Ephesus An Iconic Ancient Greek City
Ephesus was an ancient Greek city, located Izmir Province of Turkey. The city was built by the Attic and Ionic people on the site of the former capital of Arzawan. The city was considered to be one of the top twelve cities in the Ionic league during the Greek era. This ancient city of Ephesus has glorious history; much of it is in ruins but can well be seen. In the ancient period the city of Ephesus had developed into a prosperous commercial center.
During the Roman period also the Ephesus city was the third largest city inhabitants. The Carians and the Lydian were the first inhabitants of this area. They had the settlement directly open to the sea. St. Paul stayed for almost three years in this city for the missionary journey, the main church was later named after St. John and it became a pilgrimage center during the Byzantine era. This was one of the seven churches in Asia referred to in the Book of Revelation.

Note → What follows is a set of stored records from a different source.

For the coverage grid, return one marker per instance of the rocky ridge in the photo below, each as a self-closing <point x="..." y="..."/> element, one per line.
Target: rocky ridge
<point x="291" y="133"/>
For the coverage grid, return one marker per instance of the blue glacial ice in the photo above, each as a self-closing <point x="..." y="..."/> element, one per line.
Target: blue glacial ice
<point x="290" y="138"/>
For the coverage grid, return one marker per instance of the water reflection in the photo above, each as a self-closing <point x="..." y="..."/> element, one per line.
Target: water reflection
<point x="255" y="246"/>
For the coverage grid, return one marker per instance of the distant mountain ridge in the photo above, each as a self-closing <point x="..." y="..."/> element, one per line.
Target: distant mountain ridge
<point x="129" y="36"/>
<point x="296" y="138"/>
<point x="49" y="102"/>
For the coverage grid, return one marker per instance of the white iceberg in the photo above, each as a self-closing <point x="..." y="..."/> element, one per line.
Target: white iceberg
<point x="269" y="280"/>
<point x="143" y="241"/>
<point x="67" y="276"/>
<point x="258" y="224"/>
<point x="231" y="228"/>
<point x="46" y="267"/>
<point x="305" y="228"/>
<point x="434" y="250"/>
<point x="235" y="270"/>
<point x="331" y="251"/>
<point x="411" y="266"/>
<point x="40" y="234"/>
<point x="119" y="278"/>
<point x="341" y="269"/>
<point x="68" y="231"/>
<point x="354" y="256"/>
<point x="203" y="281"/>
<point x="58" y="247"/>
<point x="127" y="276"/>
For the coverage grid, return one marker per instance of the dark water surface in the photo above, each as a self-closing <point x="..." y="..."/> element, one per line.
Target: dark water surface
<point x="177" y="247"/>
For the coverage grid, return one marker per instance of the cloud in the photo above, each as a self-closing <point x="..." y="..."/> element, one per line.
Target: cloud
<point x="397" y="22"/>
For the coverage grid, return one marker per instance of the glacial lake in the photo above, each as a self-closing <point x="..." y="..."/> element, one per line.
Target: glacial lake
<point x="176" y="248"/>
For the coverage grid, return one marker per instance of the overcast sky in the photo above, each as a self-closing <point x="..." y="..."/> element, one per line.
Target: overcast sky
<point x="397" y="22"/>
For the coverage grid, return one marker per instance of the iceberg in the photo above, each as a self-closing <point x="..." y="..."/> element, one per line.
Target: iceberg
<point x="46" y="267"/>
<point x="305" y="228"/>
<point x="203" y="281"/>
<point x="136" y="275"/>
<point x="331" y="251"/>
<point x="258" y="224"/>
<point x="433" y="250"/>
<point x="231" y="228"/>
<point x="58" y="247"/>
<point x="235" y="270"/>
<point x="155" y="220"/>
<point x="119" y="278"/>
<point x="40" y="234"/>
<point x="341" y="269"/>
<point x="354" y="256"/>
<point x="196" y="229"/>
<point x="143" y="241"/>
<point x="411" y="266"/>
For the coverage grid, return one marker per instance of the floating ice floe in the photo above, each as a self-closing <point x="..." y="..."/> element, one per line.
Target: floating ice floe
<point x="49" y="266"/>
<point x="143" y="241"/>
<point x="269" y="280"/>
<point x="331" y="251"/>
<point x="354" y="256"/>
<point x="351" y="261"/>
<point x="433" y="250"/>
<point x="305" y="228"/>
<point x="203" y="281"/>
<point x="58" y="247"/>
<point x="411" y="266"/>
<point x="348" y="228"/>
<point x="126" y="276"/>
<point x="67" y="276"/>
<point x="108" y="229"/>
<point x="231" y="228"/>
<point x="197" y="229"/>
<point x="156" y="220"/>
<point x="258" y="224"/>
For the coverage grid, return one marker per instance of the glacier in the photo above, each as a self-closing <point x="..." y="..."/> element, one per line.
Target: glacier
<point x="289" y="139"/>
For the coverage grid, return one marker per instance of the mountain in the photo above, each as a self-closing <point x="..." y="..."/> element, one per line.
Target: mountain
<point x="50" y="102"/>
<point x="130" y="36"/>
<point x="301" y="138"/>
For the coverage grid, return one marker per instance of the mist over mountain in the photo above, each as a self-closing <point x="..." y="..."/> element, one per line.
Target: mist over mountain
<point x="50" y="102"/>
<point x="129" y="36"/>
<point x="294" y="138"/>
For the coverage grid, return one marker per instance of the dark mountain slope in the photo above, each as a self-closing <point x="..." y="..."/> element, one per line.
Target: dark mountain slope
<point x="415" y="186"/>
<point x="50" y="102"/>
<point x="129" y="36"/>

Ephesus was ruled by the Lydian King Kreisos from mid 6 BC. During his reign the city reached a zenith and this was the Golden era for the city which played as a role model in culture and art to the Antic world. The excavations are not complete to unfurl the complete story. The city of Ephesus was also in its full glory during the period of Alexander the Great.
About the Ancient City:
The city was popular for the temple of Artemis built around 550 BC. The Temple was listed as one of the seven wonders of the ancient world. Goths damaged and destroyed the Temple and the city in 268 AD. During raids and this was the onset of the downfall of the importance and size of the city, coupled with the silting up of the harbor the city lost its importance.
There is a Gymnasium of Vedius to the left of the city on the slope of the hill. The visitors can also see the remains of the wrestling hall, the Palaestra. To the south of the Gymnasium of Vedius there is Stadium dating back to 54-68 AD, the Nero era. To the west of the Gymnasium are the remains of the Virgin Mary Church complex.

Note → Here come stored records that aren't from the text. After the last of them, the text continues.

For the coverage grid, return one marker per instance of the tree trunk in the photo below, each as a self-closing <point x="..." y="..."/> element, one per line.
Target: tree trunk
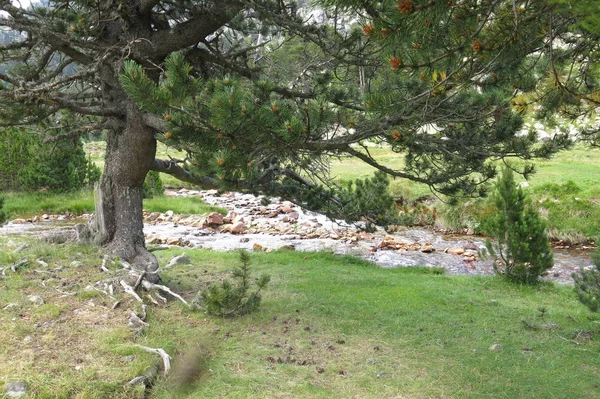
<point x="118" y="222"/>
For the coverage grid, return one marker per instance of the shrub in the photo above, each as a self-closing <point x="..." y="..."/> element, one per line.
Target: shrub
<point x="522" y="249"/>
<point x="587" y="284"/>
<point x="153" y="185"/>
<point x="3" y="215"/>
<point x="234" y="299"/>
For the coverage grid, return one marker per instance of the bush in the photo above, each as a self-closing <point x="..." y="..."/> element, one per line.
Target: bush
<point x="587" y="284"/>
<point x="29" y="164"/>
<point x="3" y="215"/>
<point x="522" y="249"/>
<point x="153" y="185"/>
<point x="231" y="299"/>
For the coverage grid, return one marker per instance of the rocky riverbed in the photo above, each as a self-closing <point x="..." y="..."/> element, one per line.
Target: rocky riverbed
<point x="252" y="225"/>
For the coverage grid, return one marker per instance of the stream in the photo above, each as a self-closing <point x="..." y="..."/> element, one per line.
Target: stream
<point x="252" y="225"/>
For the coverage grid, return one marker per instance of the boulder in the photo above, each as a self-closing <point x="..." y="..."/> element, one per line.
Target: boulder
<point x="214" y="219"/>
<point x="182" y="259"/>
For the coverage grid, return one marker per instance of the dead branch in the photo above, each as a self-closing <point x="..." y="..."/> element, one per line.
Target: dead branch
<point x="161" y="352"/>
<point x="129" y="290"/>
<point x="150" y="286"/>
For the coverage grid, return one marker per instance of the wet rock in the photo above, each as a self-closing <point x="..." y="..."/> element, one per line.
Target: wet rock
<point x="427" y="248"/>
<point x="21" y="248"/>
<point x="236" y="228"/>
<point x="174" y="241"/>
<point x="214" y="219"/>
<point x="16" y="389"/>
<point x="455" y="251"/>
<point x="182" y="259"/>
<point x="36" y="300"/>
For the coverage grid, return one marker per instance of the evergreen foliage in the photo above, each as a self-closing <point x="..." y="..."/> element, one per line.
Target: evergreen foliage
<point x="587" y="284"/>
<point x="234" y="299"/>
<point x="153" y="185"/>
<point x="26" y="162"/>
<point x="522" y="250"/>
<point x="3" y="214"/>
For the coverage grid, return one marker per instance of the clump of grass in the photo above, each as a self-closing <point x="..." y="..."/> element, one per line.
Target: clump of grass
<point x="183" y="205"/>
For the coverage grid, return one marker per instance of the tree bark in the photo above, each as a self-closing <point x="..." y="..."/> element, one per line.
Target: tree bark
<point x="118" y="222"/>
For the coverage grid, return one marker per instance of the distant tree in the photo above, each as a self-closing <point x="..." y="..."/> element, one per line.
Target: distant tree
<point x="197" y="75"/>
<point x="521" y="249"/>
<point x="29" y="163"/>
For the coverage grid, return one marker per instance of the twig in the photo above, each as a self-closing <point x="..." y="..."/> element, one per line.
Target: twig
<point x="154" y="301"/>
<point x="128" y="289"/>
<point x="150" y="286"/>
<point x="162" y="298"/>
<point x="139" y="280"/>
<point x="161" y="352"/>
<point x="104" y="262"/>
<point x="158" y="248"/>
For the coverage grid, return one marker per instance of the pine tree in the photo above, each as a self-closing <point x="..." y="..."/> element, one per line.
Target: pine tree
<point x="436" y="82"/>
<point x="521" y="250"/>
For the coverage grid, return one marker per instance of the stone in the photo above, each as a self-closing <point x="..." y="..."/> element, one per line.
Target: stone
<point x="21" y="247"/>
<point x="36" y="300"/>
<point x="455" y="251"/>
<point x="427" y="248"/>
<point x="214" y="219"/>
<point x="153" y="216"/>
<point x="182" y="259"/>
<point x="496" y="348"/>
<point x="174" y="241"/>
<point x="236" y="228"/>
<point x="16" y="389"/>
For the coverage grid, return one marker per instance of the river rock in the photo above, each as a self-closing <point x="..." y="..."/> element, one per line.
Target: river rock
<point x="427" y="248"/>
<point x="16" y="389"/>
<point x="182" y="259"/>
<point x="215" y="219"/>
<point x="455" y="251"/>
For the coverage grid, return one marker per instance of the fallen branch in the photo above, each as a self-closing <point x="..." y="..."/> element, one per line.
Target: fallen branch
<point x="150" y="286"/>
<point x="158" y="248"/>
<point x="161" y="352"/>
<point x="129" y="290"/>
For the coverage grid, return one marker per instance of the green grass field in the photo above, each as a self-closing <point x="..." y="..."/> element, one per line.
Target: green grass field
<point x="329" y="326"/>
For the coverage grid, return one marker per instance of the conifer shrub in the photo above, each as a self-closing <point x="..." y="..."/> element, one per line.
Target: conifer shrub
<point x="521" y="250"/>
<point x="3" y="214"/>
<point x="587" y="284"/>
<point x="230" y="299"/>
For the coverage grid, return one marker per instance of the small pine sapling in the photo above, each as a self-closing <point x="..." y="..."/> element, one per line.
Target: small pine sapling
<point x="3" y="215"/>
<point x="522" y="250"/>
<point x="587" y="284"/>
<point x="234" y="299"/>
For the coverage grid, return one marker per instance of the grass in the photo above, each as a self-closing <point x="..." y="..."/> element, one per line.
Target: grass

During the reign of Claudius between AD 41-54 the construction of the Great Theatre was initiated which was later completed during his successor’s rule. This is immensely impressive for its huge size and the preserved monument. The Theatre is huge with the capacity of 25000 people in the 3 X 22 tiers of seating arrangements. One can get a fine aerial view of the old harbor by climbing to the top.

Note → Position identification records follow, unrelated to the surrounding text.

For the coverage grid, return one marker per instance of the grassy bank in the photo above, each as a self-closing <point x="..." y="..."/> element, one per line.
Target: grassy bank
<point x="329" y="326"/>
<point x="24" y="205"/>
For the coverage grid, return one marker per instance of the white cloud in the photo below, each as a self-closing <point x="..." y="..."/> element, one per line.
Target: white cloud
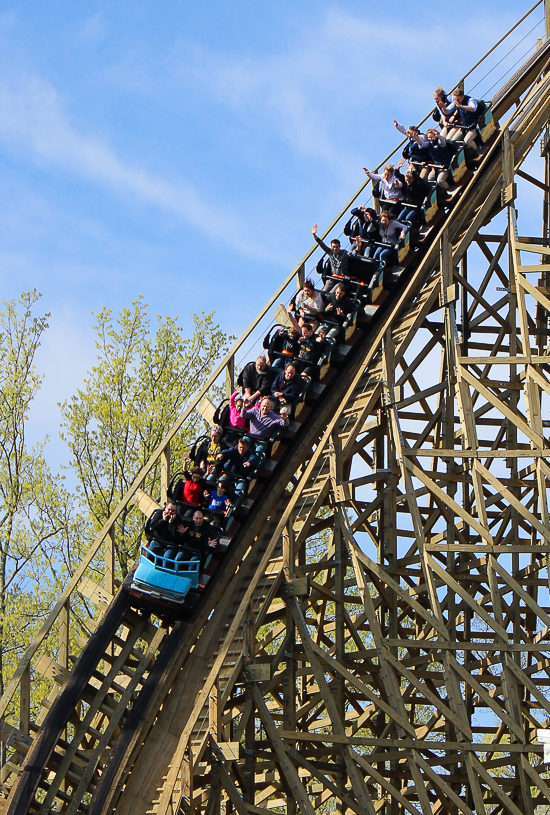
<point x="32" y="120"/>
<point x="340" y="80"/>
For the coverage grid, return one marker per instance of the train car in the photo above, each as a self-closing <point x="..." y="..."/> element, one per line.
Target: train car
<point x="171" y="589"/>
<point x="163" y="585"/>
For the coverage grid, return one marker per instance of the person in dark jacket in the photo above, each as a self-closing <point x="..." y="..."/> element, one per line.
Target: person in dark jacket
<point x="312" y="347"/>
<point x="285" y="342"/>
<point x="412" y="150"/>
<point x="165" y="529"/>
<point x="337" y="256"/>
<point x="202" y="537"/>
<point x="366" y="227"/>
<point x="239" y="462"/>
<point x="415" y="191"/>
<point x="208" y="450"/>
<point x="288" y="387"/>
<point x="391" y="232"/>
<point x="440" y="153"/>
<point x="256" y="380"/>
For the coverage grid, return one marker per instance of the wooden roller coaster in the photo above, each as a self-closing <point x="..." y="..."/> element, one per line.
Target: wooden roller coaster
<point x="377" y="636"/>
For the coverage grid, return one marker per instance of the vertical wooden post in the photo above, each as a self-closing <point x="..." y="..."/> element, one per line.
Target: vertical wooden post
<point x="64" y="621"/>
<point x="250" y="729"/>
<point x="300" y="276"/>
<point x="213" y="712"/>
<point x="110" y="561"/>
<point x="290" y="701"/>
<point x="164" y="473"/>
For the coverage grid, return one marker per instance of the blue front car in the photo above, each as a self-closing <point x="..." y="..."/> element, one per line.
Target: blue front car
<point x="164" y="583"/>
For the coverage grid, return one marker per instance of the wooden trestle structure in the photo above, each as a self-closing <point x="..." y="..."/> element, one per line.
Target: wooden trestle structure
<point x="378" y="639"/>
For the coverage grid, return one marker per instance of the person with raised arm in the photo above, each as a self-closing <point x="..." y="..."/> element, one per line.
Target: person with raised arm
<point x="264" y="423"/>
<point x="337" y="256"/>
<point x="390" y="186"/>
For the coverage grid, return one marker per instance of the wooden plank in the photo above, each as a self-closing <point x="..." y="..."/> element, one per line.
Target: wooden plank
<point x="441" y="452"/>
<point x="207" y="409"/>
<point x="288" y="771"/>
<point x="22" y="796"/>
<point x="515" y="418"/>
<point x="449" y="502"/>
<point x="512" y="500"/>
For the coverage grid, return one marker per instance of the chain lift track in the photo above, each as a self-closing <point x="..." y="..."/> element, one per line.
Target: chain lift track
<point x="377" y="638"/>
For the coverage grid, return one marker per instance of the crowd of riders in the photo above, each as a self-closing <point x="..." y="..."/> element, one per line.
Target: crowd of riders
<point x="220" y="470"/>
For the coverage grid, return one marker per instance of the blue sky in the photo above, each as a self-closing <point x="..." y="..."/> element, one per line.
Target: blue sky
<point x="183" y="150"/>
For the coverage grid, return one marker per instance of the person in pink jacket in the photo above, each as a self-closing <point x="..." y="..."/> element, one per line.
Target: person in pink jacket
<point x="235" y="407"/>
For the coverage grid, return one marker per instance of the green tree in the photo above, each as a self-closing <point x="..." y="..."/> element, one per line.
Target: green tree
<point x="134" y="393"/>
<point x="34" y="510"/>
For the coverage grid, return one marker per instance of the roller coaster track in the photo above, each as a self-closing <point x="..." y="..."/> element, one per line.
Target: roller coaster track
<point x="378" y="635"/>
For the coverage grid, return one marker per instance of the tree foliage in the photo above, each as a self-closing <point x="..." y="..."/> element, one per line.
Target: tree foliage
<point x="134" y="393"/>
<point x="33" y="504"/>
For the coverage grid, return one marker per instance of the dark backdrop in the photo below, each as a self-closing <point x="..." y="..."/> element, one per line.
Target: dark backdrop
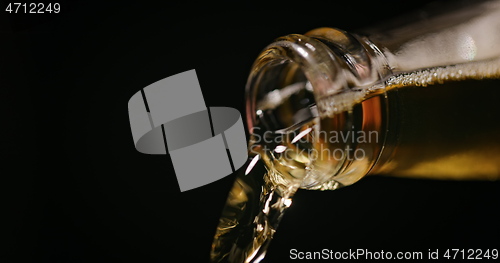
<point x="74" y="189"/>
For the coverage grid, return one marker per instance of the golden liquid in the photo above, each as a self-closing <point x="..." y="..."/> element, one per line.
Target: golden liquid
<point x="446" y="131"/>
<point x="429" y="125"/>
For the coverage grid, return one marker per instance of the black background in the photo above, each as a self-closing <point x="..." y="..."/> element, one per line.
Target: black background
<point x="74" y="189"/>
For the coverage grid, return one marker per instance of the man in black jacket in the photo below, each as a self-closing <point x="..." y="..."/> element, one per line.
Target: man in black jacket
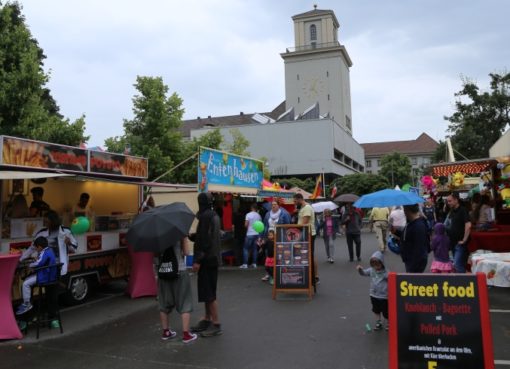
<point x="205" y="263"/>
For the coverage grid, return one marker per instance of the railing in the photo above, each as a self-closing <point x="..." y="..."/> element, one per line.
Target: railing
<point x="313" y="46"/>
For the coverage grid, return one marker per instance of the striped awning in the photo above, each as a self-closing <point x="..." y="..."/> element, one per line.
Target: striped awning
<point x="465" y="167"/>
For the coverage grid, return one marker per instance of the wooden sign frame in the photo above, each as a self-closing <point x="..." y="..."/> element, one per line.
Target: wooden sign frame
<point x="292" y="272"/>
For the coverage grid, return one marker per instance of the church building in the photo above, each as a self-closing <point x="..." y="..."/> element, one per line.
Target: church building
<point x="311" y="131"/>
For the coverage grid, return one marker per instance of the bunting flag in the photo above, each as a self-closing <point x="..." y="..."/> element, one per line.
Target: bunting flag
<point x="333" y="191"/>
<point x="317" y="192"/>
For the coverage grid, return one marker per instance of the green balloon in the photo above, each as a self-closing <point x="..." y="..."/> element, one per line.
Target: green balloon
<point x="80" y="225"/>
<point x="258" y="226"/>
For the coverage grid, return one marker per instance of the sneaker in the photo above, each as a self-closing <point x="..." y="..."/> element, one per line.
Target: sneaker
<point x="23" y="308"/>
<point x="378" y="326"/>
<point x="213" y="330"/>
<point x="188" y="337"/>
<point x="201" y="326"/>
<point x="168" y="334"/>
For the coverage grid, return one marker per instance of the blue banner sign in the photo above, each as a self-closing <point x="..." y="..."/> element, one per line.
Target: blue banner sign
<point x="223" y="172"/>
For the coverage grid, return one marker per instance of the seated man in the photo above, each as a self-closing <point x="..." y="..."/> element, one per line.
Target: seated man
<point x="45" y="257"/>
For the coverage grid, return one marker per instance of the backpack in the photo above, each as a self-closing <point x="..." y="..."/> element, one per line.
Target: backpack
<point x="168" y="268"/>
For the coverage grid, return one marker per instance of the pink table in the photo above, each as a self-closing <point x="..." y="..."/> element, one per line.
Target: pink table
<point x="142" y="281"/>
<point x="8" y="327"/>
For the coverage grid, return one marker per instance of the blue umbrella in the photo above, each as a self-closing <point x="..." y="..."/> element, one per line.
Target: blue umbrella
<point x="387" y="198"/>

Agora, the market square is only partly excavated and is at the southwest of the Great Theatre. This shows that there was rebuilding of the original structure in 3rd century. This was a large square measuring 116M on each side and surrounded by the housing, shops and offices.
From the Upper Agora starts the main street in Ephesus and to the east is the Magnesian Gate, while the ruins of Eastern Gymnasium, located in the north of the Magnesian Gate. Similar to the other three Gymnasiums of Ephesus there is also a rectangular building with large halls. This is also termed as Girl’s Gymnasium due to the plentiful statues of girls there.